Yes, ortografia basically means spelling – the correct way to write words according to official rules.
- corrigir a ortografia = to correct the spelling
It can also more broadly include:
- use of accents,
- correct letters in each word,
- some aspects of hyphenation and similar conventions.
It is more specific than gramática (grammar).
- corrigir a gramática – correct grammar (tenses, agreement, sentence structure, etc.)
- corrigir a ortografia – correct spelling (letters, accents, etc.)
Both structures are possible, but com paciência is more common and more natural in everyday Portuguese:
Ele corrigiu a ortografia com paciência.
– He corrected the spelling with patience / patiently.Ele corrigiu a ortografia pacientemente.
– Also correct, but sounds more formal or literary.
Portuguese often uses “com + noun” (com cuidado, com calma, com atenção, com paciência) instead of an ‑mente adverb (cuidadosamente, calmamente, atentamente, pacientemente) in informal or neutral speech.
Yes. In Portuguese, the subject pronoun is often dropped, because the verb ending already indicates the person:
- Mostrei‑lhe a minha tradução e ele corrigiu a ortografia com paciência.
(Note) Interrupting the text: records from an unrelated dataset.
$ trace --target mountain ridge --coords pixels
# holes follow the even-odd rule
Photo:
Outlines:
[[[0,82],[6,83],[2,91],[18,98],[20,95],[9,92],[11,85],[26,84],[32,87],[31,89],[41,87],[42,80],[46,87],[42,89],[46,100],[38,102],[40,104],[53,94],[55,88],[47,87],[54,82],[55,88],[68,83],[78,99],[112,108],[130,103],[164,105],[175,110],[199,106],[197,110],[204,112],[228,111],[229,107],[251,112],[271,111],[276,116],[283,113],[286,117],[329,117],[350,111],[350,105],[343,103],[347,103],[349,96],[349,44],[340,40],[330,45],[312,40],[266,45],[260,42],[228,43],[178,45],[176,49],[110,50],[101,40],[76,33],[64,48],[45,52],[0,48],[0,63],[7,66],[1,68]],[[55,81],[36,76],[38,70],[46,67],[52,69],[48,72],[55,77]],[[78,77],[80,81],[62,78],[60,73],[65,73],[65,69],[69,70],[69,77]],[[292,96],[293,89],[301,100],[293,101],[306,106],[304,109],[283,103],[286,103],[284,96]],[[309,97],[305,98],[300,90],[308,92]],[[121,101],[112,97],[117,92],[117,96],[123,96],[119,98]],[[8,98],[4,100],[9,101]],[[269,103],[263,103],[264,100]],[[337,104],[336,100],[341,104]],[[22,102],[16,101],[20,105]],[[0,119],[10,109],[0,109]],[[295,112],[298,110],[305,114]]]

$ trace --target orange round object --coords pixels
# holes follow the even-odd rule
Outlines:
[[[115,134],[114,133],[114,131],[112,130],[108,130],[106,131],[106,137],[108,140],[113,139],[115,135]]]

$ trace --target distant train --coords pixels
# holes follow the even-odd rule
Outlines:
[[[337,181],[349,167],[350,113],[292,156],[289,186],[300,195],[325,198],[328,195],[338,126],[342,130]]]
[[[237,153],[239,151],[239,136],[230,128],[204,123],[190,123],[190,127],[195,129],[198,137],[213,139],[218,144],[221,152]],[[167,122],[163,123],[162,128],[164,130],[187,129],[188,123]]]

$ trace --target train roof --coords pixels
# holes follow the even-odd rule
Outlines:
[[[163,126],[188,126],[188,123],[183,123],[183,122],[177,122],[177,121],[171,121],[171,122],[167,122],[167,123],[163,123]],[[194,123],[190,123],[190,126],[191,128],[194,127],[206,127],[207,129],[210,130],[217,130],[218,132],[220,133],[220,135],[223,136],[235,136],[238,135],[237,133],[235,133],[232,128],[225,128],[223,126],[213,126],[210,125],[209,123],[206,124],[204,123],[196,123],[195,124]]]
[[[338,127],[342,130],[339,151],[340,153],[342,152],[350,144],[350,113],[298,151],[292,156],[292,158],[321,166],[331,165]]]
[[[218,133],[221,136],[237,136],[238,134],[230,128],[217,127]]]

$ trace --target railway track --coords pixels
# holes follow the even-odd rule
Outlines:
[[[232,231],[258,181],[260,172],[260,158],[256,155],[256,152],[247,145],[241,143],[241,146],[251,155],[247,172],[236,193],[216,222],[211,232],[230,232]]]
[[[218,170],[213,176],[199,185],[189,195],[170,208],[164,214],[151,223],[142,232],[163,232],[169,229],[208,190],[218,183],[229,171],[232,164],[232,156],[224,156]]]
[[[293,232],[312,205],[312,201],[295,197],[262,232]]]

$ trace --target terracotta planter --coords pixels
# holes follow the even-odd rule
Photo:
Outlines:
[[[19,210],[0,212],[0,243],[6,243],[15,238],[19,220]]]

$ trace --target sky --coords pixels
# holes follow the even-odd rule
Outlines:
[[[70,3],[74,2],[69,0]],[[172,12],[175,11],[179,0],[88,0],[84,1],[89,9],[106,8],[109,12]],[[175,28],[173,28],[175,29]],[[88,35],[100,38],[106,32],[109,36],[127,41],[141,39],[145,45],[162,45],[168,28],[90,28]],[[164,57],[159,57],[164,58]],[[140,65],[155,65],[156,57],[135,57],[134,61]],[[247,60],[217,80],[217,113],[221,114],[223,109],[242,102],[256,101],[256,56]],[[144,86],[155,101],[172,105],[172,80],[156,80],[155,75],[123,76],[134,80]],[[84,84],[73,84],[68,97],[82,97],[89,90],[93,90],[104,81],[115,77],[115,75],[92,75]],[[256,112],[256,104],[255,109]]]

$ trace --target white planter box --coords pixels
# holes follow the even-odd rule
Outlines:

The verb mostrei clearly shows that the subject is eu.
You normally use the subject pronoun when you want to:
- contrast subjects:
- Eu mostrei‑lhe a minha tradução e ele corrigiu a ortografia.
- emphasise the subject, or
- avoid ambiguity in more complex contexts.
In your sentence, both Eu mostrei‑lhe… and Mostrei‑lhe… are correct.
No, you don’t have to. You could also say:
- Eu mostrei‑lhe a minha tradução e corrigiu a ortografia com paciência.
Because the subject ele is clearly the same as in the context, Portuguese allows subject omission in the second clause.
However:
- Repeating ele (… e ele corrigiu …) can make the sentence clearer and sometimes adds a slight emphasis to the contrast between what I did and what he did.
- In written Portuguese, especially in more formal text, repeating the subject is quite common for clarity.
Both versions are grammatically correct.